Dazzling polyrhythms … Tigran Hamasyan at the Queen Elizabeth Hall, London. Photograph: Andy Sheppard/Redferns via Getty Images
John FordhamThe Guardian, Wednesday 20 November 2013 16.08 GMT
Not since the days of the anthemic finales and light-show theatricals of the Esbjörn Svensson Trio has a stage in the London jazz festival vibrated with so much pop-jazz energy as was unleashed on Tuesday by the 26-year-old Armenian Tigran Hamasyan. Like the late-lamented Svensson, Hamasyan is a jazz pianist who composes like a songwriter and is influenced by his homeland's folk music.
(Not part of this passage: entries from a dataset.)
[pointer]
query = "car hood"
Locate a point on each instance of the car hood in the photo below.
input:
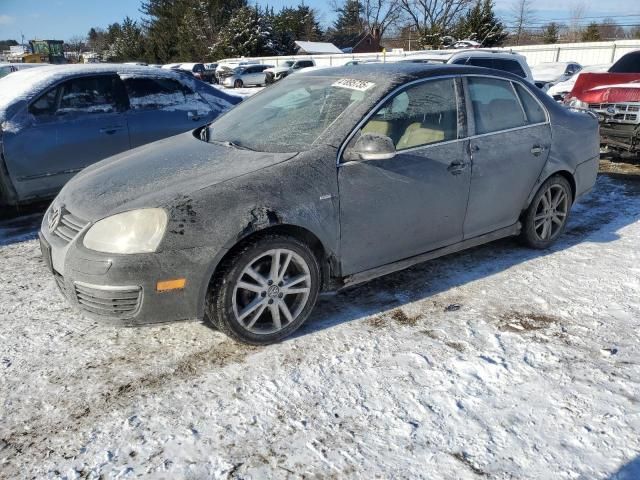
(156, 174)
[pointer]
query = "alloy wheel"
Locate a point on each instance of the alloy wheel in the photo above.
(551, 212)
(272, 291)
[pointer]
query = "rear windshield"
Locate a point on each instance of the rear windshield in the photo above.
(630, 63)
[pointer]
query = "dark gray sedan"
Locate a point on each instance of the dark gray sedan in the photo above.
(325, 180)
(56, 120)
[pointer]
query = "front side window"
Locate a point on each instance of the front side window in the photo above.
(510, 66)
(45, 104)
(88, 95)
(533, 110)
(420, 115)
(495, 105)
(146, 93)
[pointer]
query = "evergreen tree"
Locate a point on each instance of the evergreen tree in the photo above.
(481, 24)
(592, 33)
(551, 33)
(348, 26)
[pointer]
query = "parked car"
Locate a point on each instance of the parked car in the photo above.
(287, 68)
(327, 179)
(56, 120)
(478, 57)
(245, 76)
(7, 68)
(548, 74)
(561, 89)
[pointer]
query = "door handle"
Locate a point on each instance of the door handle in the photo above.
(456, 167)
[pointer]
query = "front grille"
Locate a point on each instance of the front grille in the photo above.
(623, 112)
(69, 225)
(119, 302)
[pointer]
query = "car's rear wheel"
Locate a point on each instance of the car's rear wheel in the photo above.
(266, 291)
(547, 216)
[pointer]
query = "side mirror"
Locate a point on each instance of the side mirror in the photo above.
(371, 146)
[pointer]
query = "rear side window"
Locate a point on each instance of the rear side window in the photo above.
(88, 95)
(155, 93)
(45, 105)
(533, 110)
(421, 115)
(495, 105)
He's also a pop and dance fan who loves seeing audiences jumping in the air rather than tapping jazz-savvy feet. But Hamasyan really does turn it all the way up to 11 (he liked Black Sabbath as a child, and it shows) and – at least in his current stage show – keeps his huge pianistic and improv gifts tightly under wraps. This week's London jazz festival gig had less light and shade than the Armenian's new Shadow Theater album) and focused on a heavy dancefloor vibe. But if some jazz fans who had been drawn by Herbie Hancock's or Brad Mehldau's embrace of Hamasyan eventually found themselves thinking "please make it stop", plenty others were audibly happy for the show to go on all night.
The gifted Swiss-Albanian vocalist Elina Duni opened the gig with her UK debut, delivering a coolly emotional, flawlessly pitched fusion of jazz phrasing and Albanian folk music with pianist Colin Vallon's trio: her return can't come too soon. Hamasyan then bounded on stage to mash the folk theme, dazzling polyrhythms and crunching backbeats of Shadow Theater's Drip.
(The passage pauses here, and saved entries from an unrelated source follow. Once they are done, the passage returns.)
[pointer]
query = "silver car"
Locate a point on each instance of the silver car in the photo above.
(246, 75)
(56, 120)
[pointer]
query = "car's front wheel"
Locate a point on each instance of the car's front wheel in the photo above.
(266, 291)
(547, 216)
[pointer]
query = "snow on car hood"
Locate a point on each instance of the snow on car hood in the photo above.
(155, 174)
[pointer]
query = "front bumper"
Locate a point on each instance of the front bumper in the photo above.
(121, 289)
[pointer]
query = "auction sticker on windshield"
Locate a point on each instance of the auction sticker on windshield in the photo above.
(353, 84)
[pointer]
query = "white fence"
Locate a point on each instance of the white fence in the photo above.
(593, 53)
He combined the nursery-song simplicity of The Poet with a hard-hitting funk groove, a folk theme and a swooping Charles Altura guitar break, and let his fine singer/keyboardist Areni Agbabian's glowing vocals sustain the rootsy feel in a mercurial, heavily electronic mix. The agile Agbabian began to dart and scat like a Balkan Flora Purim on The Year Is Gone. If Hamasyan's festival-commissioned piece was a perfunctory mix of a pretty piano theme and a headbanging groove, the set's climax – with its squelching, subterranean monster-bass dance hook and jackknifing synths – showed just how he adores contemporary music at its most visceral.